St. Joseph’s University Medical Center in Paterson added six doulas from the local community to its maternity care team as full-time employees with benefits to support thriving and sustainable doula careers and improve maternal health in the greater Paterson region.
The doulas follow the same schedules as doctors, nurses, and midwives — working 40 hours per week and supporting patients during their shifts. This balanced schedule provides doulas with economic security, promotes retention, and minimizes burnout by fostering healthy work-life balance, all while integrating doulas as valued members of the care team.
This pilot differs from other hospitals with doulas on staff who typically serve private-pay clients and limit services to attending the birth and one postpartum visit. At St. Joseph’s, doulas support a higher-need population and offer care across the continuum: prenatal, labor and delivery, and postpartum.

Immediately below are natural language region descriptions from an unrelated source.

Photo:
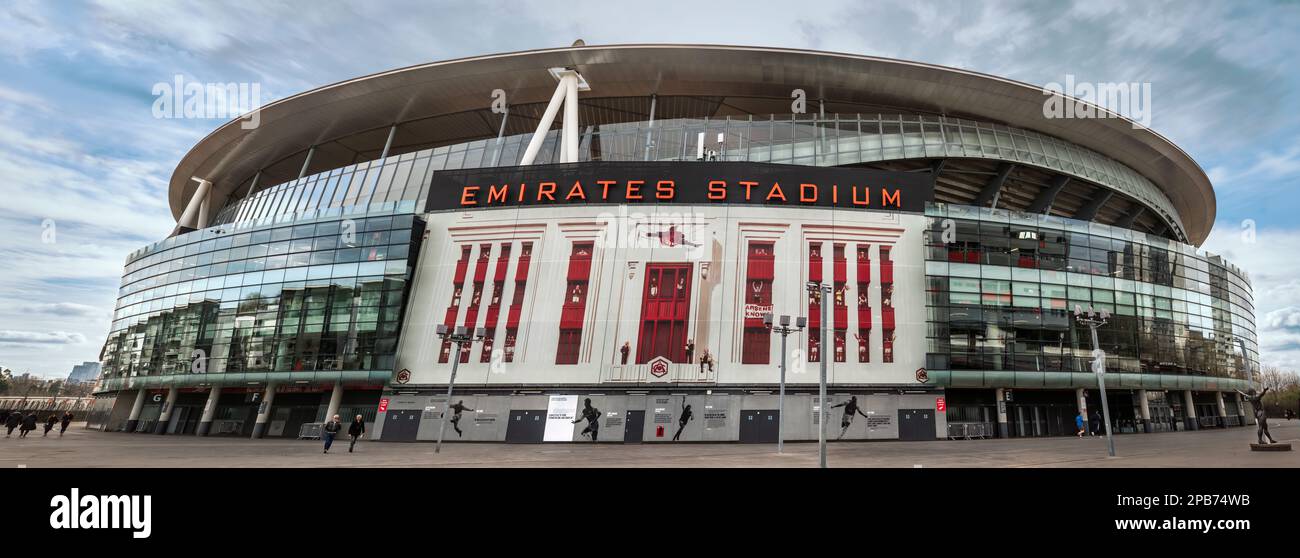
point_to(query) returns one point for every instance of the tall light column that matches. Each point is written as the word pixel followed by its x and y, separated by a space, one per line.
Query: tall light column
pixel 209 411
pixel 1093 320
pixel 134 418
pixel 784 329
pixel 259 427
pixel 823 293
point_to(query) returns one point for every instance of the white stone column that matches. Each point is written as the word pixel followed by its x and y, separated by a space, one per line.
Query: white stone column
pixel 168 406
pixel 1240 409
pixel 1144 409
pixel 1218 398
pixel 1002 431
pixel 336 398
pixel 259 427
pixel 209 411
pixel 134 418
pixel 1082 403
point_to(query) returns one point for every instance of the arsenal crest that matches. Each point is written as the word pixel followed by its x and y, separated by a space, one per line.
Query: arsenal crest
pixel 659 367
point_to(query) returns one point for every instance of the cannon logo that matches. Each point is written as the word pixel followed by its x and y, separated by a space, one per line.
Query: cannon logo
pixel 92 511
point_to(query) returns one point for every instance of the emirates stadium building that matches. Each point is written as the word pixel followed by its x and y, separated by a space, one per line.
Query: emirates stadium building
pixel 615 223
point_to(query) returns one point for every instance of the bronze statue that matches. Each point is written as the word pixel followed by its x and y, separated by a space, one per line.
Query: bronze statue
pixel 1260 416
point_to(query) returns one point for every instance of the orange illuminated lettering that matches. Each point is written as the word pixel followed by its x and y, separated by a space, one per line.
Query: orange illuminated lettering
pixel 467 195
pixel 664 190
pixel 885 199
pixel 776 193
pixel 576 191
pixel 804 193
pixel 716 189
pixel 546 189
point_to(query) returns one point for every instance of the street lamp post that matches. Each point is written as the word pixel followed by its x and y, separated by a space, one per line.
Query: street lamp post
pixel 784 329
pixel 823 293
pixel 1095 320
pixel 460 337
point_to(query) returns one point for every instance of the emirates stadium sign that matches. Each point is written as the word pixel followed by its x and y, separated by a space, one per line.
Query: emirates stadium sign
pixel 702 182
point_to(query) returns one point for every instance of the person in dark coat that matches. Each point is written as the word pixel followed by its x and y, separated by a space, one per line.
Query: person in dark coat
pixel 355 431
pixel 29 423
pixel 330 431
pixel 12 422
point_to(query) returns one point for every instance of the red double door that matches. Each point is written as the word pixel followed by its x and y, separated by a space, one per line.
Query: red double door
pixel 664 314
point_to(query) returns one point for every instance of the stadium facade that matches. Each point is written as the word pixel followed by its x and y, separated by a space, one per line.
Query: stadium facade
pixel 618 221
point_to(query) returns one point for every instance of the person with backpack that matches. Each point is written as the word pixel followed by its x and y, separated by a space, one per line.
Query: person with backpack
pixel 12 422
pixel 29 423
pixel 355 431
pixel 330 429
pixel 593 420
pixel 65 422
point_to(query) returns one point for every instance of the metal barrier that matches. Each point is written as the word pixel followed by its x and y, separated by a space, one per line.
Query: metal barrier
pixel 311 431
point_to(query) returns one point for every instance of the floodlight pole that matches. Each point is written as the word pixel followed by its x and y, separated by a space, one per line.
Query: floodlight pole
pixel 460 337
pixel 1099 366
pixel 784 329
pixel 823 298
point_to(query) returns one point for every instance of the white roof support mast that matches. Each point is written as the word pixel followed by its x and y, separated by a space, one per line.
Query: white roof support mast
pixel 566 94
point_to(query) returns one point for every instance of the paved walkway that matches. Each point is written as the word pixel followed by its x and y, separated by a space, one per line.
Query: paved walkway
pixel 82 448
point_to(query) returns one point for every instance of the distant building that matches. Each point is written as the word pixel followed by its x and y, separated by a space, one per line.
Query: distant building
pixel 83 372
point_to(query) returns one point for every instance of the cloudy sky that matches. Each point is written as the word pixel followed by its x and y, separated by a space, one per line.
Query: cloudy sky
pixel 83 163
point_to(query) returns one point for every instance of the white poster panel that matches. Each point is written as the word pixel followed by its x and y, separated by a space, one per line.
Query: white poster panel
pixel 559 419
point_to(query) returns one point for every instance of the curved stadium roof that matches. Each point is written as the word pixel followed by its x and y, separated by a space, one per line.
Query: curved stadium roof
pixel 349 120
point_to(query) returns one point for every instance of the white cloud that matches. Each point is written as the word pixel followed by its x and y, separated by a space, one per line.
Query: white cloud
pixel 65 308
pixel 13 337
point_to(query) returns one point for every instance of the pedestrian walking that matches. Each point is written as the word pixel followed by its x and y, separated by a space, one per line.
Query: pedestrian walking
pixel 65 422
pixel 330 431
pixel 12 422
pixel 685 416
pixel 355 431
pixel 29 423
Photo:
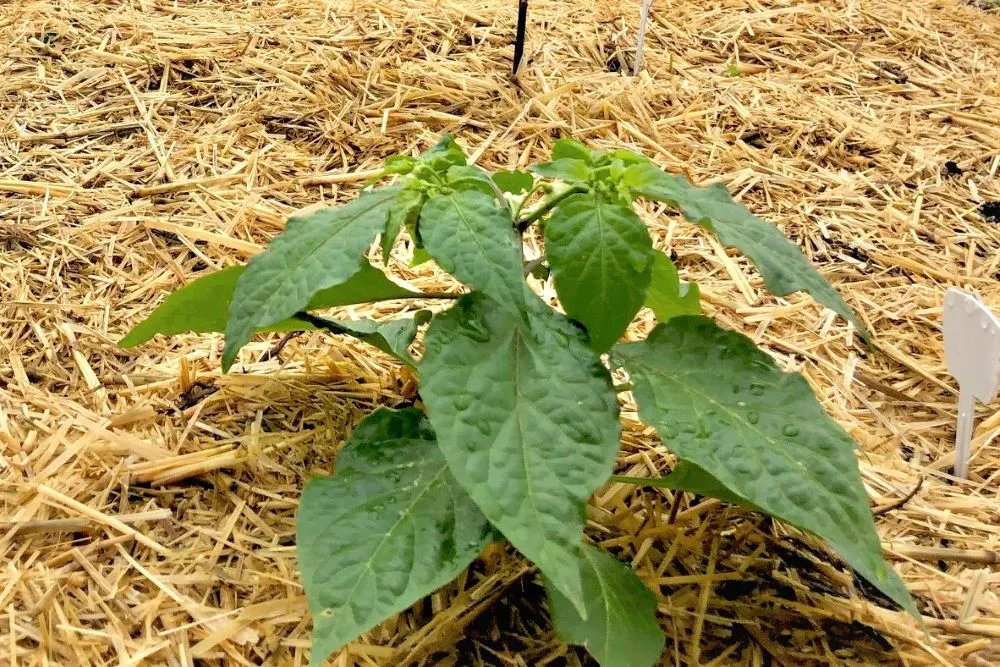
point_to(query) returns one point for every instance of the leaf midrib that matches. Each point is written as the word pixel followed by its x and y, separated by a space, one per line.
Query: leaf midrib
pixel 498 269
pixel 289 268
pixel 378 548
pixel 750 427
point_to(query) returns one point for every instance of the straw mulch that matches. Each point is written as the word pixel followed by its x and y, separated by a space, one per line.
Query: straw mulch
pixel 149 502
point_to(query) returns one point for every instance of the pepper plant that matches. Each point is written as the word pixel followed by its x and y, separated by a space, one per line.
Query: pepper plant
pixel 517 423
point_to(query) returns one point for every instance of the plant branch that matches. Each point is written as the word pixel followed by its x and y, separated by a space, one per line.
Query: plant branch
pixel 547 206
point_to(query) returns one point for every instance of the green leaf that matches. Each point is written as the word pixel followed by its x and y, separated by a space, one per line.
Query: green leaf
pixel 319 251
pixel 514 182
pixel 781 263
pixel 571 149
pixel 564 169
pixel 201 306
pixel 686 476
pixel 473 239
pixel 667 296
pixel 722 404
pixel 626 157
pixel 528 422
pixel 404 212
pixel 600 254
pixel 393 337
pixel 620 629
pixel 389 528
pixel 444 154
pixel 400 164
pixel 419 257
pixel 468 177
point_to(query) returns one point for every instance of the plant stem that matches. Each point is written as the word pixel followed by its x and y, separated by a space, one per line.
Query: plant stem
pixel 522 21
pixel 547 206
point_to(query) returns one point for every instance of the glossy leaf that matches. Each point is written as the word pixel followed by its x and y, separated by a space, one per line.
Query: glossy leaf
pixel 389 528
pixel 473 239
pixel 202 305
pixel 600 254
pixel 316 252
pixel 781 263
pixel 420 256
pixel 528 422
pixel 564 169
pixel 686 476
pixel 469 177
pixel 514 182
pixel 621 628
pixel 722 404
pixel 667 296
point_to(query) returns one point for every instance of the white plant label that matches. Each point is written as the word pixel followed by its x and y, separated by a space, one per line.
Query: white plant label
pixel 972 352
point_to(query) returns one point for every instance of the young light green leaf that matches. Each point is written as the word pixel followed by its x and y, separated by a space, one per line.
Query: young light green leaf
pixel 722 404
pixel 473 239
pixel 400 164
pixel 625 156
pixel 444 154
pixel 528 422
pixel 314 253
pixel 571 149
pixel 419 257
pixel 667 296
pixel 600 253
pixel 468 177
pixel 781 263
pixel 389 528
pixel 393 337
pixel 620 629
pixel 564 169
pixel 201 306
pixel 404 212
pixel 514 182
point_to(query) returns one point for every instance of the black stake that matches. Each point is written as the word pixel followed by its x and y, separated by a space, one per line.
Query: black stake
pixel 522 20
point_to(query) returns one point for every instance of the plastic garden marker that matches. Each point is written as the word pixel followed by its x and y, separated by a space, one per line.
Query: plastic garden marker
pixel 972 352
pixel 643 20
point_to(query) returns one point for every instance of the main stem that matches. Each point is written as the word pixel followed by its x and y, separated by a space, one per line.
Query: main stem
pixel 547 206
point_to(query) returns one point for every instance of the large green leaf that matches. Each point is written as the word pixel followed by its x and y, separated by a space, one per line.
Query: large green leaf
pixel 316 252
pixel 620 629
pixel 528 422
pixel 473 239
pixel 667 296
pixel 202 305
pixel 600 253
pixel 722 404
pixel 390 527
pixel 781 263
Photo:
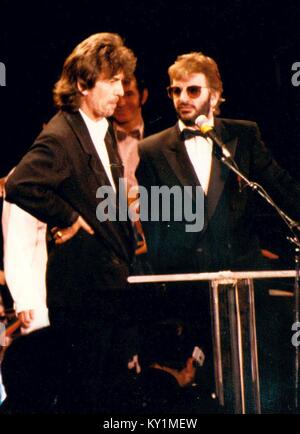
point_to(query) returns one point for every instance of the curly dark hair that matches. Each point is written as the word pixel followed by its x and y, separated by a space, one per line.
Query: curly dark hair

Early results are promising for mothers who deliver at St. Joseph’s and are supported by hospital doula versus those who aren’t, including:
Postpartum check-up attendance was 45% higher
64% fewer low-risk C-sections
The Paterson Doula Cooperative
Burke joined Turrell Fund and The Henry & Marilyn Taub Foundation to launch a community doula pilot in Paterson, where the Partnership for Maternal Child Health of Northern New Jersey leads free community doula trainings, following the HealthConnect One model.
Burke supports training, direct services, and building capacity by co-funding these place-based pilots.